What it Means to You
On January 1, 2013, certain tax breaks expired. Depending on your level of income, certain tax breaks will either effect you more or less than somebody else.
Exemption Phase Out: From 2010 to 2012, each taxpayer was entitled to a tax exemption (deduction) for themselves, their spouse, and each dependent. Beginning in 2013, the otherwise allowable exemption amounts will be reduced by 2% for each $2,500 ($1,250 for married filing separately) that the taxpayer's adjusted gross income (AGI) exceeds the AGI threshold for the year based on the taxpayer's filing status. The threshold amounts for 2013 have not yet been announced.
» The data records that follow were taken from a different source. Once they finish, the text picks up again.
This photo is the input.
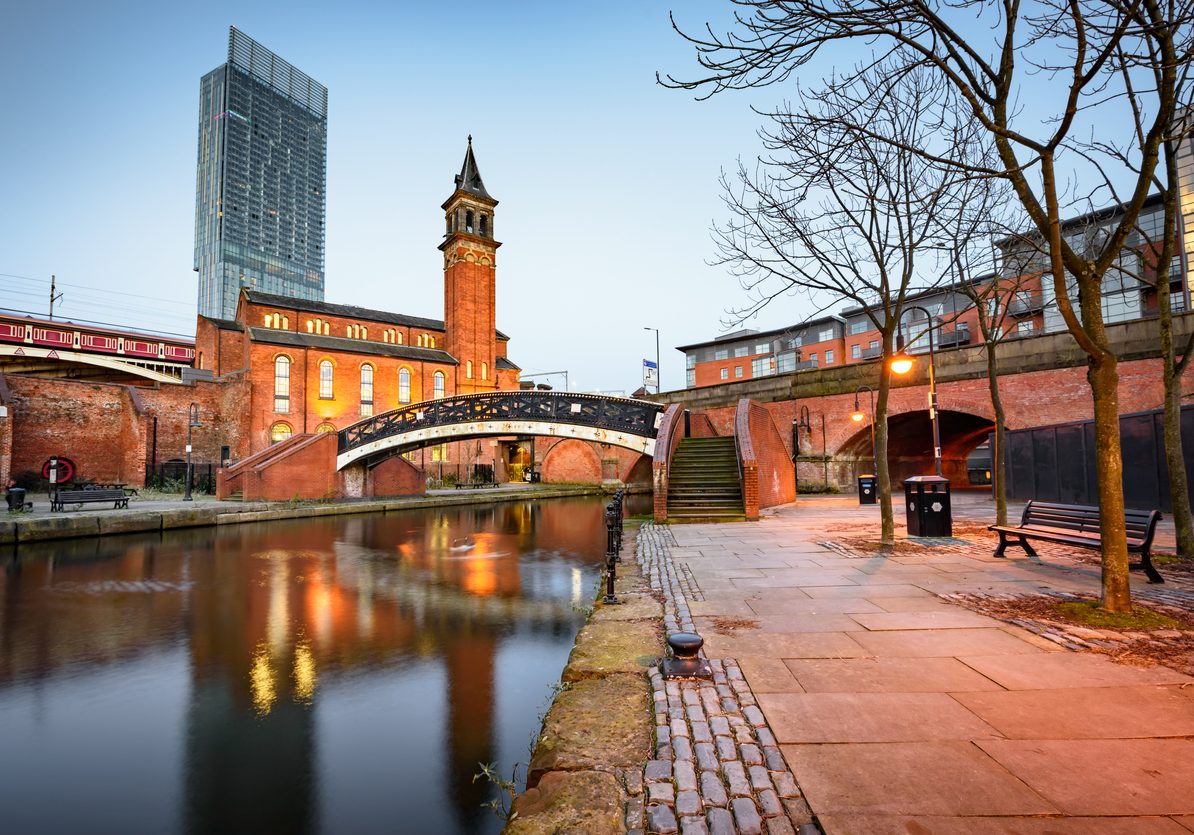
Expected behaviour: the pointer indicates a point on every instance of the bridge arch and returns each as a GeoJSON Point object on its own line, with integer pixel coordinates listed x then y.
{"type": "Point", "coordinates": [620, 422]}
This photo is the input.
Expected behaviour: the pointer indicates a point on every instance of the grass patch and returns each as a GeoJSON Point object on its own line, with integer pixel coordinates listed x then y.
{"type": "Point", "coordinates": [1089, 613]}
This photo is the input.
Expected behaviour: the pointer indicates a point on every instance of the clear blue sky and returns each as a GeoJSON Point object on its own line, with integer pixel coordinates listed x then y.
{"type": "Point", "coordinates": [608, 182]}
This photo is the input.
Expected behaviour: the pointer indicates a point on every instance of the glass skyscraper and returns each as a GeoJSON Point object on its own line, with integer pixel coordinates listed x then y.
{"type": "Point", "coordinates": [259, 197]}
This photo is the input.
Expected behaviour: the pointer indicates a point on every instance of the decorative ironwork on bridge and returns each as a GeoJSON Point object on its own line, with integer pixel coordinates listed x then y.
{"type": "Point", "coordinates": [621, 422]}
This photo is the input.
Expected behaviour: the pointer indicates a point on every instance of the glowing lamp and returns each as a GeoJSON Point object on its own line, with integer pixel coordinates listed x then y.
{"type": "Point", "coordinates": [902, 363]}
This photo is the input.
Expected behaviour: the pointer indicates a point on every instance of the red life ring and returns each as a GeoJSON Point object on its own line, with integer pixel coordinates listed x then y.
{"type": "Point", "coordinates": [66, 470]}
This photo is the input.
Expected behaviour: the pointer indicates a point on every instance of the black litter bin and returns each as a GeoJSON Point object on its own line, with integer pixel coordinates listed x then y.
{"type": "Point", "coordinates": [868, 490]}
{"type": "Point", "coordinates": [927, 504]}
{"type": "Point", "coordinates": [16, 497]}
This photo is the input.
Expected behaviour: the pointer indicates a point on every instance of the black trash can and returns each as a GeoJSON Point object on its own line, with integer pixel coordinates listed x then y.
{"type": "Point", "coordinates": [16, 497]}
{"type": "Point", "coordinates": [927, 504]}
{"type": "Point", "coordinates": [868, 489]}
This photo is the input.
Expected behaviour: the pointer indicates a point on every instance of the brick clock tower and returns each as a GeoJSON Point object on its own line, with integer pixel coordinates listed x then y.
{"type": "Point", "coordinates": [469, 280]}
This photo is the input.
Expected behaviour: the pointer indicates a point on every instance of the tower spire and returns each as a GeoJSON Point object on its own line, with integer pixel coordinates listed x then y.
{"type": "Point", "coordinates": [469, 177]}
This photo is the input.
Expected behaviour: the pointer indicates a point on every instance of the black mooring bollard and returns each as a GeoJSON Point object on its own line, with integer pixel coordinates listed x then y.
{"type": "Point", "coordinates": [685, 663]}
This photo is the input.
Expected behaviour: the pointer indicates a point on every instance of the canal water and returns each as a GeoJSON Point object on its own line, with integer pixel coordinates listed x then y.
{"type": "Point", "coordinates": [327, 675]}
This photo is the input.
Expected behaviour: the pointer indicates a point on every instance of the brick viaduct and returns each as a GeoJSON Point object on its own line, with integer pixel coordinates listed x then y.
{"type": "Point", "coordinates": [1042, 380]}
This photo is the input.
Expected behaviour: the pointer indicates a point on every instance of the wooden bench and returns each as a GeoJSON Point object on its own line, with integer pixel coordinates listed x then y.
{"type": "Point", "coordinates": [1077, 525]}
{"type": "Point", "coordinates": [88, 496]}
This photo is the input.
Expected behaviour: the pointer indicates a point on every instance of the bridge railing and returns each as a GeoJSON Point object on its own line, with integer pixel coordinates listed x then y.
{"type": "Point", "coordinates": [622, 415]}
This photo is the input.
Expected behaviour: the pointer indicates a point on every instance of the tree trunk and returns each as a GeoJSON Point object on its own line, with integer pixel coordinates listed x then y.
{"type": "Point", "coordinates": [1103, 378]}
{"type": "Point", "coordinates": [1175, 455]}
{"type": "Point", "coordinates": [1001, 492]}
{"type": "Point", "coordinates": [887, 520]}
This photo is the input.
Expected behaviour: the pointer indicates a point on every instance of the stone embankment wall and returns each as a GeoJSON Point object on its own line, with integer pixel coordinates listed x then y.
{"type": "Point", "coordinates": [598, 732]}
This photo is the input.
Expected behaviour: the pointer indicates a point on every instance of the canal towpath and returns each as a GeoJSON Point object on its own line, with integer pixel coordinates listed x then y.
{"type": "Point", "coordinates": [899, 710]}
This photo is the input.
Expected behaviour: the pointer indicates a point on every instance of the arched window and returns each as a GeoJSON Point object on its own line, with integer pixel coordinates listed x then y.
{"type": "Point", "coordinates": [325, 380]}
{"type": "Point", "coordinates": [404, 385]}
{"type": "Point", "coordinates": [367, 391]}
{"type": "Point", "coordinates": [282, 385]}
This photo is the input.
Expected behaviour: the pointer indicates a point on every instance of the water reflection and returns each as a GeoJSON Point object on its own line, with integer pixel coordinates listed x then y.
{"type": "Point", "coordinates": [326, 675]}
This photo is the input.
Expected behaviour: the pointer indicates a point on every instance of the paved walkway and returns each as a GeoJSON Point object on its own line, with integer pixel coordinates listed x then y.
{"type": "Point", "coordinates": [899, 712]}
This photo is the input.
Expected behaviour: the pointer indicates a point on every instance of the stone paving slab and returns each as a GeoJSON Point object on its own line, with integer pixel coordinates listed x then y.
{"type": "Point", "coordinates": [1068, 669]}
{"type": "Point", "coordinates": [910, 778]}
{"type": "Point", "coordinates": [1103, 777]}
{"type": "Point", "coordinates": [1087, 713]}
{"type": "Point", "coordinates": [871, 717]}
{"type": "Point", "coordinates": [887, 824]}
{"type": "Point", "coordinates": [887, 675]}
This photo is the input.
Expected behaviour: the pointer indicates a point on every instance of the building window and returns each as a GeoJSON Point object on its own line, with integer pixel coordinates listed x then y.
{"type": "Point", "coordinates": [367, 391]}
{"type": "Point", "coordinates": [282, 385]}
{"type": "Point", "coordinates": [325, 380]}
{"type": "Point", "coordinates": [404, 385]}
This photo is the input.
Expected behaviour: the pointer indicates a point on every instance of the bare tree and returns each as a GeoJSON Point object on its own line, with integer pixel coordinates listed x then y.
{"type": "Point", "coordinates": [986, 53]}
{"type": "Point", "coordinates": [837, 216]}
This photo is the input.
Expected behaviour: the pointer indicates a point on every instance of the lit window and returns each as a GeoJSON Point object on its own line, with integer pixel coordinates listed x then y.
{"type": "Point", "coordinates": [404, 385]}
{"type": "Point", "coordinates": [282, 385]}
{"type": "Point", "coordinates": [325, 380]}
{"type": "Point", "coordinates": [367, 391]}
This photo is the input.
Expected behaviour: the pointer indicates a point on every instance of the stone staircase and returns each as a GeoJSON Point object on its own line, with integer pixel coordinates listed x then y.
{"type": "Point", "coordinates": [703, 484]}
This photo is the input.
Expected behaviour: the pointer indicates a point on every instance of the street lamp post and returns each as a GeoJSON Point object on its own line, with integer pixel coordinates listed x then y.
{"type": "Point", "coordinates": [192, 421]}
{"type": "Point", "coordinates": [902, 363]}
{"type": "Point", "coordinates": [857, 418]}
{"type": "Point", "coordinates": [659, 375]}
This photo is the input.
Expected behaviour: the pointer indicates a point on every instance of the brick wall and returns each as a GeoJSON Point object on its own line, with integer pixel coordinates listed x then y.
{"type": "Point", "coordinates": [114, 431]}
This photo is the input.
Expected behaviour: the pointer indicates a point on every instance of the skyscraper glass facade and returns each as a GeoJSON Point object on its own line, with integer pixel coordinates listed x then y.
{"type": "Point", "coordinates": [260, 188]}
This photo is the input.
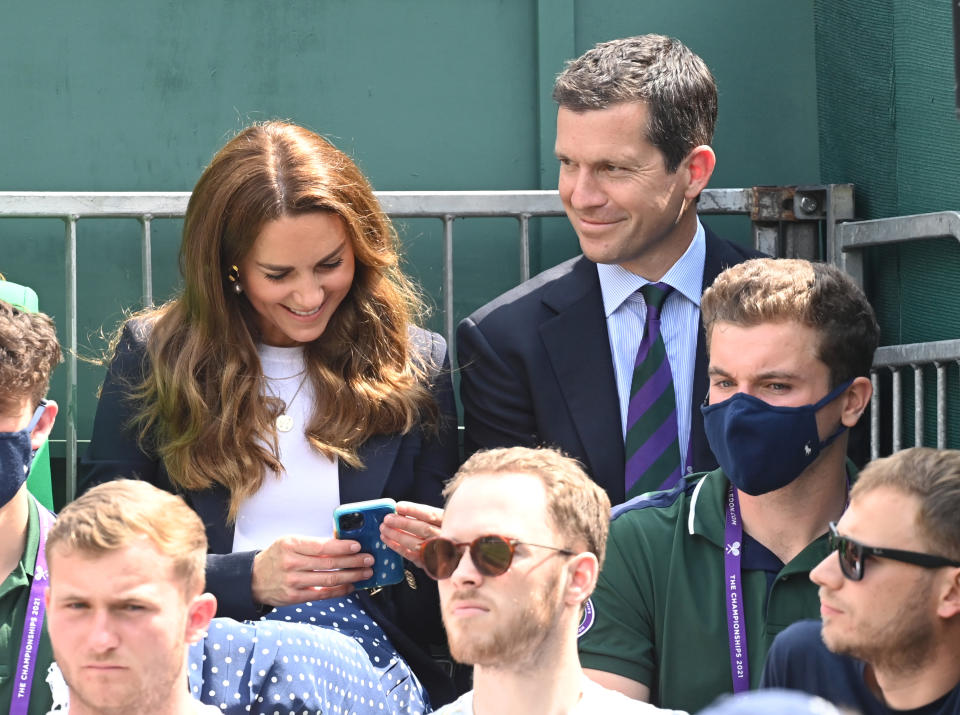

Itemized Deduction Phase Out: Only certain itemized deductions are subject to the phase out including, taxes, interest, charitable contirbutions, employee job expenses, and other miscellaneous itemized deductions. If the itemized deductions are subject to the limit, the total of all itemized deductions is reduced by the smaller of (1) 3% of the amount by which the AGI exceeds the annual limit, or (2)80% of the itemized deductions that are affected by the limit. The threshold amounts for 2013 are $250,000 for single filers, $275,000 for head of household filers, and $300,000 for joint married filers.
Payroll Tax and Self Employment Tax: Both the payrool withholding tax and self-employment tax rates have been reduced by 2 percentage points for two years. Payroll FICA withholding will return to 6.2% (up from 4.2%) and self-employment tax will return to 12.4% (up from 10.4%). The payroll tax adjustment is the reason you may have seen a change in your 2013 paychecks.
Long-Term Capital Gains Rates Increase: The tax rate on long-term capital gains will be 0% if income falls below the 25% tax bracket; 15% if income falls at or above the 25% tax bracket but below the new 39.6% rate; and 20% if income falls in the 39.6% tax bracket. The 20% top rate does not include the new 3.8% surtax on investment-type income and gains for tax years beginning after 2012, which applies on investment income above $200,000 (for single filers), and $250,000 (for joint filers) in adjusted gross income.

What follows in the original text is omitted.